Notice Requirement: The affected party shall provide prompt written notice and use reasonable efforts to mitigate the effects of the force majeure event.
Severability
Partial Invalidity
If any provision of these Terms is held by a court of competent jurisdiction to be invalid, illegal, or unenforceable, the remaining provisions shall remain in full force and effect to the maximum extent permitted by law. The invalid provision shall be deemed modified to the minimum extent necessary to make it valid and enforceable.
Entire Agreement
Complete Understanding
These Terms, together with any applicable order forms, proposals, or subscription agreements, constitute the entire agreement between the parties concerning the subject matter and supersede all prior agreements, understandings, representations, and discussions, whether written or oral. No terms in your purchase orders or other documents shall apply unless expressly agreed in writing.

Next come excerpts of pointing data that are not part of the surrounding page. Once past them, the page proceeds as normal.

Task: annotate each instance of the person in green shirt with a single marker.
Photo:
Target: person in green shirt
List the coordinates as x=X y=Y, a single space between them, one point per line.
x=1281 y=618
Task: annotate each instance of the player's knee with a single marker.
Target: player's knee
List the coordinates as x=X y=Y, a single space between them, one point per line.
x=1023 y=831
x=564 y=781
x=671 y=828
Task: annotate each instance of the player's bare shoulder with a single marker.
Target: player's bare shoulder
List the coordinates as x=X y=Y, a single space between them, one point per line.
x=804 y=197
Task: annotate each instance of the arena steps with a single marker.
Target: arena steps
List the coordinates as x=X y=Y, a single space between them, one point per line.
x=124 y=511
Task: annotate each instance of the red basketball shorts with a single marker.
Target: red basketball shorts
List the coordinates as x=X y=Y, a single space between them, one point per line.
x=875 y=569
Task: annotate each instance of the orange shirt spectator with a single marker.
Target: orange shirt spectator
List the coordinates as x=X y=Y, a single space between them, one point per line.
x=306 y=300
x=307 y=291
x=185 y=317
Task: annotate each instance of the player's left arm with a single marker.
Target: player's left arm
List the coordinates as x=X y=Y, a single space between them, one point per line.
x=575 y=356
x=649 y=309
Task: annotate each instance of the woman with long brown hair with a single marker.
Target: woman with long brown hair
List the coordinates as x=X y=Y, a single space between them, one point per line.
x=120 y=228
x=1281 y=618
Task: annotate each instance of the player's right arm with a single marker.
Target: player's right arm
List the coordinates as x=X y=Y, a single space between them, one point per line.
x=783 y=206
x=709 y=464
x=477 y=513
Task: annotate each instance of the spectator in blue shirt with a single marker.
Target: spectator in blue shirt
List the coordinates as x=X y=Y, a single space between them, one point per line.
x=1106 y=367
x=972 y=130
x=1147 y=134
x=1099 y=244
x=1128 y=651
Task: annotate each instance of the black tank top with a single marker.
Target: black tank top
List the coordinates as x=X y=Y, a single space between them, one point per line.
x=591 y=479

Governing Law & Jurisdiction
Legal Framework
These Terms shall be governed by and construed in accordance with the laws of Malaysia, without regard to its conflict of laws principles. Each party irrevocably submits to the exclusive jurisdiction of the courts of Malaysia to resolve any dispute arising under or in connection with these Terms.
Venue: Any legal action or proceeding shall be brought exclusively in the courts of Johor Bahru, Malaysia. You waive any objection to venue and any claim that such forum is an inconvenient forum.
Changes to Terms
Amendment Rights
We reserve the right to amend these Terms at any time in our sole discretion by posting the updated version on our website. Amendments shall take effect immediately upon posting. Your continued use of the Services after such posting constitutes irrevocable acceptance of the updated Terms.
Review Obligation: It is your responsibility to regularly review these Terms. Material changes will be highlighted, but all changes are binding regardless of whether you receive individual notice.
Contact Us
Official Communications
For questions, legal notices, or formal communications regarding these Terms, please contact us through the following official channels:
GetOn (Startups Venture)
Email: hi@geton.asia
Website: https://geton.asia/legal
Formal Notices: Legal notices must be sent via registered mail or email with read receipt to the addresses above. Notices are deemed received upon confirmed delivery.
Quick Summary
Key Protections & Obligations
Here's a summary of the most critical protections and obligations under these Terms:
Binding Agreement
By using our Services, you enter into a legally binding contract with significant financial and legal consequences.
Financial Commitments
Early termination incurs substantial fees (Monthly Commitment × Remaining Months). Late payments attract 1.5% monthly interest plus recovery costs.
IP Protection
We retain all IP rights. You receive only a limited, non-transferable license for internal use.
Limited Liability
Our liability is capped at 12 months of fees paid. We exclude all consequential damages regardless of cause.
Client Indemnification
You indemnify us against all claims arising from your content, misuse of services, or breach of terms.
Malaysian Jurisdiction
All disputes are resolved exclusively in Malaysian courts under Malaysian law.
Amendment Rights
We can update terms at any time. Continued use constitutes acceptance of all changes.
Legal Counsel Recommended: These Terms contain significant limitations on your rights and substantial obligations. We recommend consulting with legal counsel before agreeing to these Terms.